All night long Reinold lay bound in the cold and desolate courtyard, while Bayard galloped hither and thither in the forest, seeking vainly for his master. Early in the morning the four giants came again; and, after unbinding Reinold, they threw him, with his arms and armor, into a deep-walled pit where the dragon was wont to come for his daily meals. The knight, glad to find that his limbs were free, and that his good sword Flamberge was in his hand, waited fearlessly for the coming of the monster. Not long, however, had he to wait. The horrid beast, his teeth gnashing with rage, and his nostrils flaming with poisonous fumes, rushed into the area, expecting to find, as usual, an easy prey. But Reinold attacked him bravely with his good sword, and made him pause in his hasty onset. Fierce and terrible was the fight that followed. The sharp claws of the beast tore off the knight's armor piece by piece. His head was laid bare; his hauberk and breastplate were broken; the strokes of his sword fell harmless on the iron scales which protected the creature's sides. Hard would it have gone with the knight, had not good for- [216] tune favored him. Six feet above his head a beam projected into the pit. He felt his strength failing him; the great jaws of the beast were about to close upon him. He called up all his energy, and with one mighty effort leaped upon the beam. He was safe. The dragon raged and fumed and threatened, but could not reach him. Yet how, after all, would the good knight escape? The walls rose, high and smooth, still many feet above him. There was no way to get out of the pit, save by passing the dread monster below.


[Illustration]

IN THE DRAGON'S DEN.

While the knight sat half-despairing on the friendly beam, he heard a whirring of wings above him; and a fairy, which he at first mistook for a bird, alighted by his side.

"Most worthy knight," said she, "fortune comes always to the help of the brave. Now here are a ball of wax and a strong net, which you may use as your good sense may direct. But you must never forget that this aid has been sent you by the Princess Angelica of Cathay."

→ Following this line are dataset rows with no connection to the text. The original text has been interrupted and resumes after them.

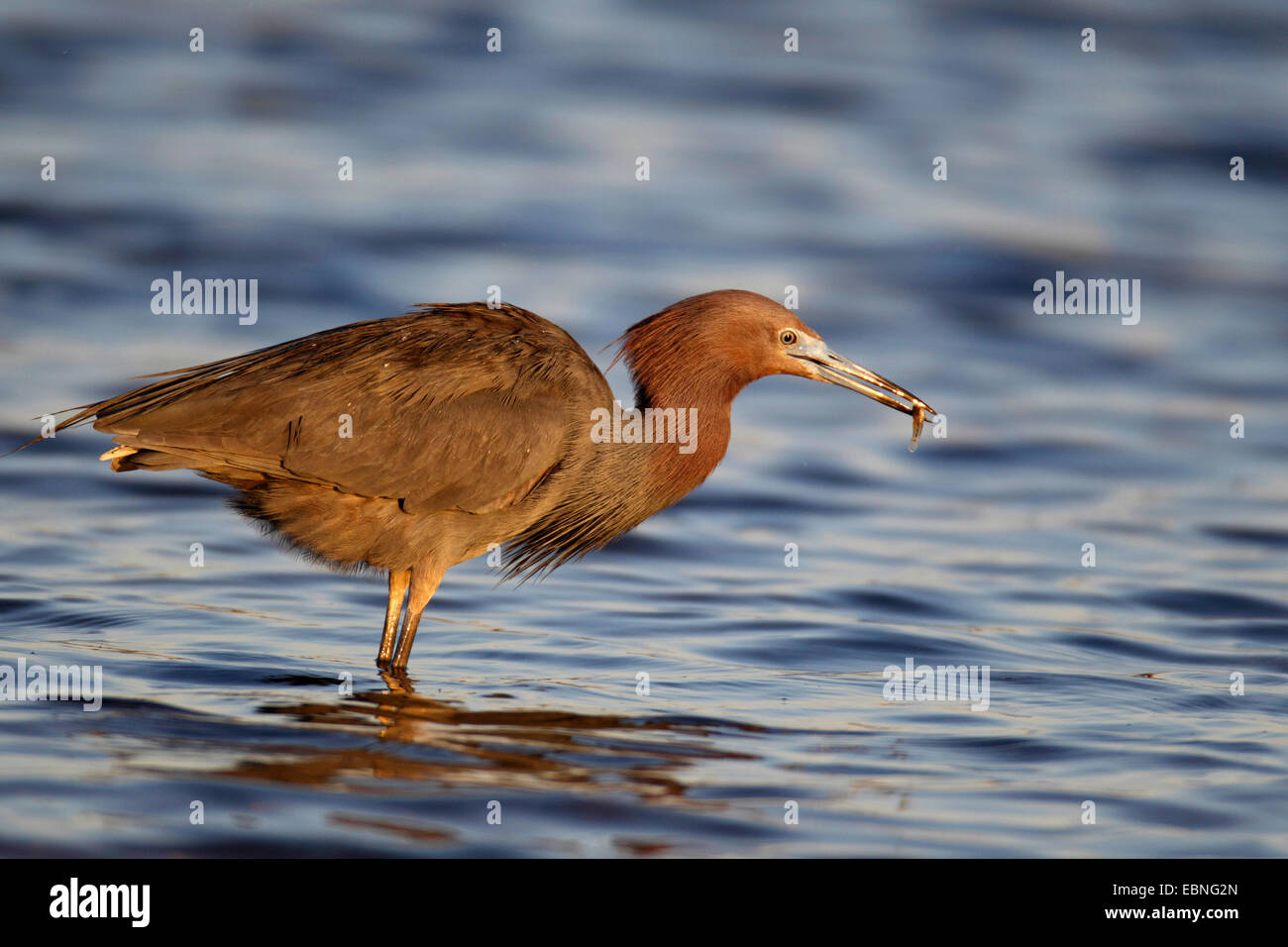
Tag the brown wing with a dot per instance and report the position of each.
(450, 406)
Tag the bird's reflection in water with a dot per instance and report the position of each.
(445, 744)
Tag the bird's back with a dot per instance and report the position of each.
(445, 407)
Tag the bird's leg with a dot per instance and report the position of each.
(398, 582)
(424, 582)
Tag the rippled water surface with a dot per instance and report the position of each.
(1112, 684)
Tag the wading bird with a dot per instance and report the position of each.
(412, 444)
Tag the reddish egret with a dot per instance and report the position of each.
(412, 444)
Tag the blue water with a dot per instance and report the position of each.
(1109, 684)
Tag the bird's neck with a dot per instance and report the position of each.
(679, 431)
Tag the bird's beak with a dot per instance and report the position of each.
(823, 365)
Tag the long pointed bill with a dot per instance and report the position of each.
(824, 365)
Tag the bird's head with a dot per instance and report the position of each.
(729, 338)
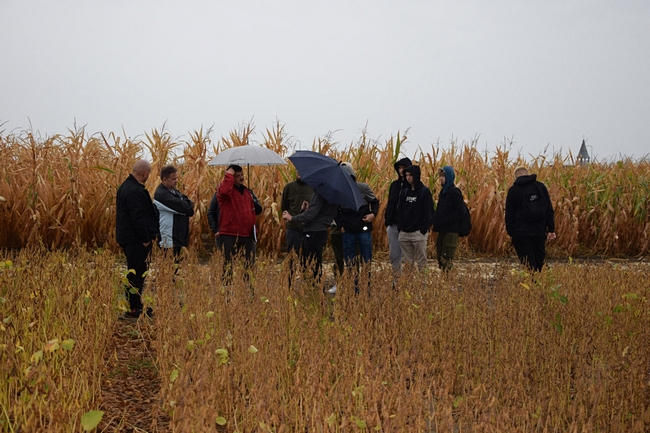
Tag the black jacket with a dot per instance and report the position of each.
(416, 210)
(352, 220)
(516, 224)
(174, 212)
(394, 191)
(136, 219)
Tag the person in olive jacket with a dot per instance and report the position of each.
(136, 227)
(446, 222)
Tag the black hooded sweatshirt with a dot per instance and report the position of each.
(416, 210)
(516, 224)
(394, 193)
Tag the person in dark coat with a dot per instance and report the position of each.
(392, 210)
(416, 213)
(174, 211)
(315, 220)
(356, 227)
(295, 198)
(530, 219)
(446, 222)
(136, 227)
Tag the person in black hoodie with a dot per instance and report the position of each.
(447, 219)
(414, 219)
(136, 226)
(530, 219)
(392, 210)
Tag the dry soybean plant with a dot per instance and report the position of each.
(482, 349)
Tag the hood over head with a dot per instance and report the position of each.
(525, 180)
(406, 162)
(450, 177)
(415, 172)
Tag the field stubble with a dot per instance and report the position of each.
(486, 348)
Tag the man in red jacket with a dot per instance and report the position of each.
(237, 210)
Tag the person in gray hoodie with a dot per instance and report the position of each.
(415, 217)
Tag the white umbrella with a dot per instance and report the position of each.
(247, 155)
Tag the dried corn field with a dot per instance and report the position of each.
(485, 349)
(60, 190)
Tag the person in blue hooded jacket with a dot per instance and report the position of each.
(414, 219)
(446, 222)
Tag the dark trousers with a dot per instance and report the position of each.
(232, 246)
(136, 258)
(446, 245)
(531, 250)
(294, 244)
(357, 246)
(336, 242)
(312, 250)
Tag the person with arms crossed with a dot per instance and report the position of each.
(136, 227)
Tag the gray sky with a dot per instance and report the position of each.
(543, 73)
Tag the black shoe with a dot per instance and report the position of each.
(132, 315)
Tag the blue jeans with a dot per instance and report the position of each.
(352, 241)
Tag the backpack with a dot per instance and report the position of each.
(465, 225)
(534, 205)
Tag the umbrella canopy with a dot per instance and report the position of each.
(326, 176)
(247, 155)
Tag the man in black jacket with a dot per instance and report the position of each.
(415, 217)
(174, 210)
(392, 209)
(356, 227)
(136, 227)
(446, 222)
(530, 220)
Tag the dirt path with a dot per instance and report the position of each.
(131, 386)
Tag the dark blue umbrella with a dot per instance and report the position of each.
(326, 176)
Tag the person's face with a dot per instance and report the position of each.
(239, 178)
(171, 181)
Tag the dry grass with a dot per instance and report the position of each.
(471, 352)
(486, 349)
(60, 191)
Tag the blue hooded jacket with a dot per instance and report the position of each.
(450, 207)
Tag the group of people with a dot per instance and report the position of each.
(310, 219)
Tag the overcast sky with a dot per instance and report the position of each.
(543, 73)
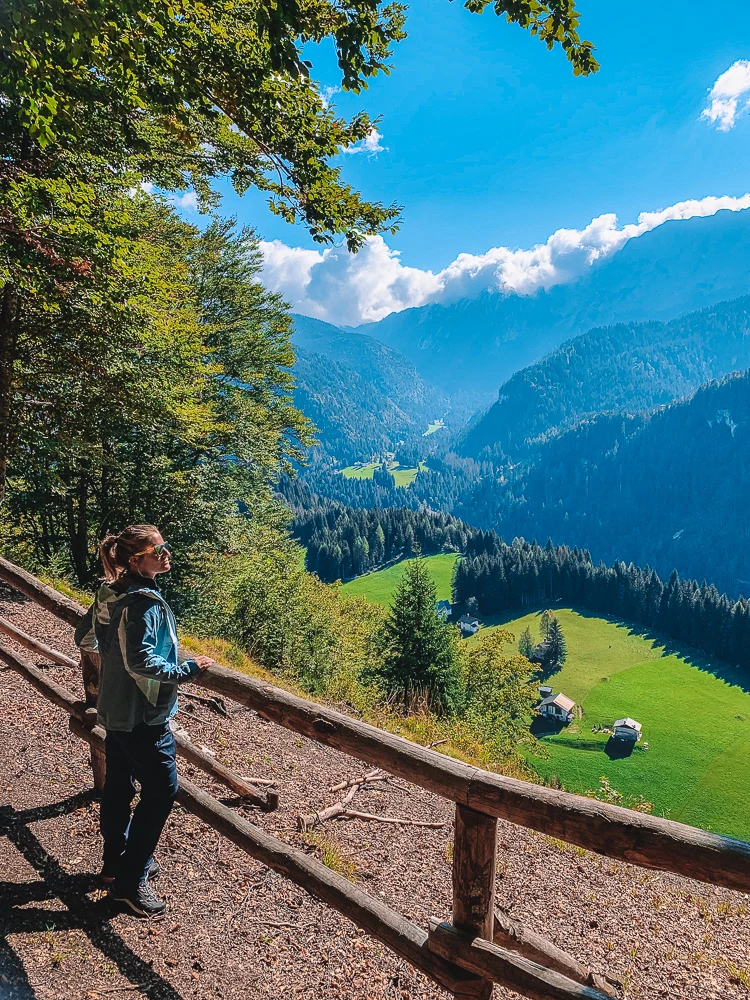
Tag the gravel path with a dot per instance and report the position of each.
(234, 929)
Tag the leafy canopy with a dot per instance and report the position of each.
(157, 391)
(185, 91)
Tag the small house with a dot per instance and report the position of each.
(627, 729)
(469, 625)
(560, 707)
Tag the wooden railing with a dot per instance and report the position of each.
(479, 947)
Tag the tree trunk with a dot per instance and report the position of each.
(9, 311)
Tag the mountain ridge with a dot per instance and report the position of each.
(680, 266)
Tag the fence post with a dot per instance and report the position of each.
(474, 849)
(90, 664)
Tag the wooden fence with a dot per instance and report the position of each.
(479, 946)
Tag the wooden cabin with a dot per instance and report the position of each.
(560, 707)
(627, 729)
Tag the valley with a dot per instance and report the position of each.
(694, 711)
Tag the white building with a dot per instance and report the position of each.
(560, 707)
(469, 625)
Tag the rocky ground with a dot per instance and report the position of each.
(235, 930)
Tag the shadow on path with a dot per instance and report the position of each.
(90, 916)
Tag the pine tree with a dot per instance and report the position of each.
(544, 623)
(557, 649)
(526, 644)
(420, 651)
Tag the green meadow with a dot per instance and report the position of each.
(364, 472)
(380, 586)
(695, 717)
(403, 477)
(696, 724)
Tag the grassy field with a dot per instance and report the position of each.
(365, 472)
(697, 725)
(403, 477)
(379, 586)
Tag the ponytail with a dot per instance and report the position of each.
(116, 551)
(108, 556)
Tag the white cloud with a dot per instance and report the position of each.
(350, 289)
(725, 96)
(371, 144)
(188, 201)
(327, 93)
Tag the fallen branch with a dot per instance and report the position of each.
(399, 820)
(217, 704)
(512, 935)
(271, 923)
(307, 820)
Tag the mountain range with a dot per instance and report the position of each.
(365, 397)
(623, 368)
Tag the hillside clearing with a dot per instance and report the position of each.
(402, 476)
(380, 586)
(697, 725)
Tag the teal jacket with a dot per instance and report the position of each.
(134, 630)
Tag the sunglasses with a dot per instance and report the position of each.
(160, 550)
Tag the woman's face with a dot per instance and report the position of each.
(151, 562)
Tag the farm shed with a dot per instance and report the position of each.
(627, 729)
(469, 625)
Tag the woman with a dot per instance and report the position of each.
(133, 628)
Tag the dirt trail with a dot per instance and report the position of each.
(236, 930)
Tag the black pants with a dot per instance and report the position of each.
(145, 754)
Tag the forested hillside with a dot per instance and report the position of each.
(499, 576)
(480, 342)
(365, 397)
(667, 489)
(628, 367)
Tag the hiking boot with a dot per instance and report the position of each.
(111, 868)
(142, 899)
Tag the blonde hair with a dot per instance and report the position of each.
(116, 551)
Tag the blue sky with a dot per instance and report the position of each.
(491, 141)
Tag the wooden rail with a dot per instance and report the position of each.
(376, 917)
(467, 956)
(266, 800)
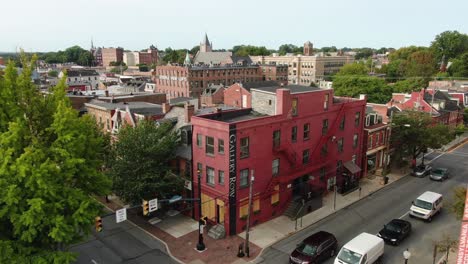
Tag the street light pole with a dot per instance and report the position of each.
(406, 255)
(200, 245)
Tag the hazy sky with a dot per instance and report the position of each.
(50, 25)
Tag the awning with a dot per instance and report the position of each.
(353, 168)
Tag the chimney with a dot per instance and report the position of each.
(189, 111)
(166, 107)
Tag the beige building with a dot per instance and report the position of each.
(111, 55)
(308, 68)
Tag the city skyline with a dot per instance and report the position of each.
(362, 23)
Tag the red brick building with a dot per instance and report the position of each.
(212, 96)
(312, 141)
(376, 140)
(191, 80)
(149, 57)
(275, 73)
(443, 109)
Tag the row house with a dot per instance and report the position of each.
(299, 141)
(439, 104)
(376, 142)
(239, 95)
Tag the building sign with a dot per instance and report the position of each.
(232, 179)
(462, 257)
(121, 215)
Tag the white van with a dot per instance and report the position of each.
(426, 206)
(363, 249)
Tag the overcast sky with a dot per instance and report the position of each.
(51, 25)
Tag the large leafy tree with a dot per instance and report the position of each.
(450, 44)
(140, 168)
(352, 80)
(413, 132)
(457, 204)
(50, 165)
(459, 67)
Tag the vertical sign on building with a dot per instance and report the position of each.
(232, 179)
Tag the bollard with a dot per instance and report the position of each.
(240, 252)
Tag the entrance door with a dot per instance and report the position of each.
(219, 211)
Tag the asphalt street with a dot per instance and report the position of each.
(393, 201)
(121, 243)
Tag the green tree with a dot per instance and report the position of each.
(290, 48)
(465, 116)
(53, 73)
(364, 53)
(51, 165)
(413, 132)
(459, 67)
(359, 69)
(420, 64)
(141, 169)
(450, 44)
(376, 89)
(409, 85)
(404, 53)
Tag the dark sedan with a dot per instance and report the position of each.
(439, 174)
(395, 231)
(422, 170)
(317, 248)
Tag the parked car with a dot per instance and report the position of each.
(439, 174)
(422, 170)
(365, 248)
(427, 205)
(315, 249)
(395, 231)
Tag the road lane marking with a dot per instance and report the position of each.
(403, 215)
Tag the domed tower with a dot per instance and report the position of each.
(206, 46)
(308, 49)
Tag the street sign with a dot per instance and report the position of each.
(175, 198)
(153, 205)
(188, 185)
(121, 215)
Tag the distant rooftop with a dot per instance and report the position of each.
(293, 88)
(135, 107)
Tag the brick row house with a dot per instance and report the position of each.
(439, 104)
(299, 141)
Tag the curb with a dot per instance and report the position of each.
(259, 259)
(168, 250)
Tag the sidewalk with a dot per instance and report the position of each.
(180, 233)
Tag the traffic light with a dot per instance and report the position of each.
(145, 206)
(98, 224)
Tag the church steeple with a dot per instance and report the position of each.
(206, 46)
(187, 59)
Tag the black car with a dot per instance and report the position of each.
(315, 249)
(395, 231)
(421, 170)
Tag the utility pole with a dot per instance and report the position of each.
(200, 245)
(247, 250)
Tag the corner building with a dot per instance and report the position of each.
(309, 141)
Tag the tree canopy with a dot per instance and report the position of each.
(74, 54)
(140, 168)
(413, 132)
(50, 165)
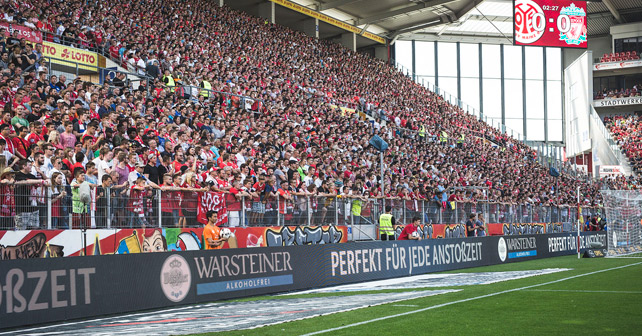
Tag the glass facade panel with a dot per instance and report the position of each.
(515, 76)
(535, 129)
(554, 99)
(447, 58)
(425, 58)
(515, 127)
(491, 61)
(492, 98)
(470, 92)
(403, 53)
(534, 62)
(469, 60)
(513, 102)
(534, 99)
(553, 64)
(555, 130)
(512, 62)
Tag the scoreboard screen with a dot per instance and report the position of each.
(549, 23)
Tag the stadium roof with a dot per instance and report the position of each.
(487, 21)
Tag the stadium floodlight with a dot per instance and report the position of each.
(624, 226)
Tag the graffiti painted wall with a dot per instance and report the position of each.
(26, 244)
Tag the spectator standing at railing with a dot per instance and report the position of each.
(8, 159)
(285, 195)
(473, 227)
(27, 212)
(56, 194)
(387, 225)
(212, 233)
(7, 199)
(411, 231)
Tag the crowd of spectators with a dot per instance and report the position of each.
(288, 138)
(627, 131)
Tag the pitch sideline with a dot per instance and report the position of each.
(465, 300)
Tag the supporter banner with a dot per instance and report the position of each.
(211, 201)
(505, 229)
(29, 244)
(610, 102)
(327, 19)
(617, 65)
(610, 170)
(435, 231)
(25, 32)
(60, 53)
(40, 291)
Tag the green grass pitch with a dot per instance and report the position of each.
(604, 303)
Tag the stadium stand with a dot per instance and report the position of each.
(627, 131)
(282, 106)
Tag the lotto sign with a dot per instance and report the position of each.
(60, 54)
(550, 23)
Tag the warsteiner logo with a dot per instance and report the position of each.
(528, 17)
(176, 278)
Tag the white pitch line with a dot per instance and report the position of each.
(464, 300)
(104, 318)
(405, 305)
(582, 291)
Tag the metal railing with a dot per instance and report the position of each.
(45, 207)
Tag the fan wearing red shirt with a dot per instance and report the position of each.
(284, 195)
(410, 231)
(179, 161)
(170, 202)
(34, 137)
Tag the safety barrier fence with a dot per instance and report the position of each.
(60, 207)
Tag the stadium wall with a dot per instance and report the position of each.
(37, 291)
(29, 244)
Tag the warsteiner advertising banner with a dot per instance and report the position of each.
(46, 290)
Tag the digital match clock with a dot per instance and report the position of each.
(549, 23)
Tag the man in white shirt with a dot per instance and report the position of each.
(103, 162)
(240, 156)
(48, 165)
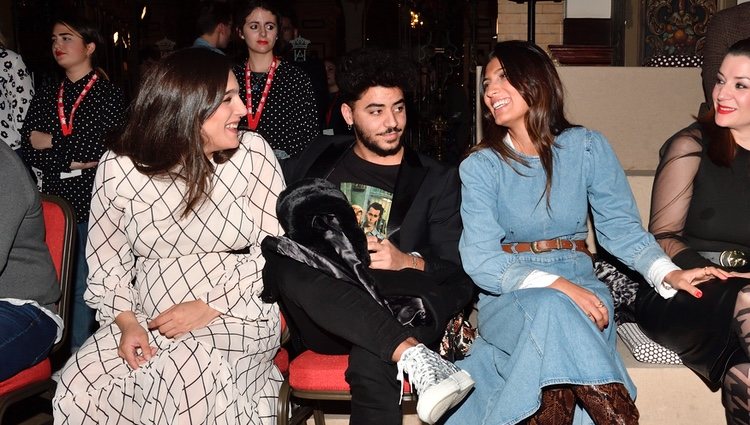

With these words the fairy flew away, and was seen no more. But Reinold wondered whether she were not really the princess herself in disguise. It was easy for him to understand what to do with the presents she had brought. He threw the cake of wax to the raging dragon below. Eagerly the beast seized it between his jaws, and, lo! as Reinold had foreseen, his teeth were glued fast together. Then, as the creature madly sought to remove the wax with his claws, it was easy [217] for the knight to cast the net over him, and draw it tightly about his limbs and body. Helpless now, the great beast rolled upon the ground, an easy victim to Reinold's trenchant blade.

It was no hard matter for Reinold to find his way out of the pit, and into the wood again. There the good horse Bayard waited for him, and greeted his coming with a shrill neigh of pleasure. He looked around for the gloomy castle where he had spent so many miserable hours, but it was nowhere to be seen. He rubbed his eyes, and fancied, that, after all, he might have been only dreaming; for his armor was whole as ever, and his good blade Flamberge was clear and bright, and no whit tarnished with foul dragon's blood. He mounted his steed, and rode slowly and thoughtfully out of the forest. But just beyond, he came to the River of Forgetfulness and the bridge which spans it; and there, like Roland, he drank of the cup which the maiden offered him, and was led helplessly away to the care-forgetting castle of Old Oblivion.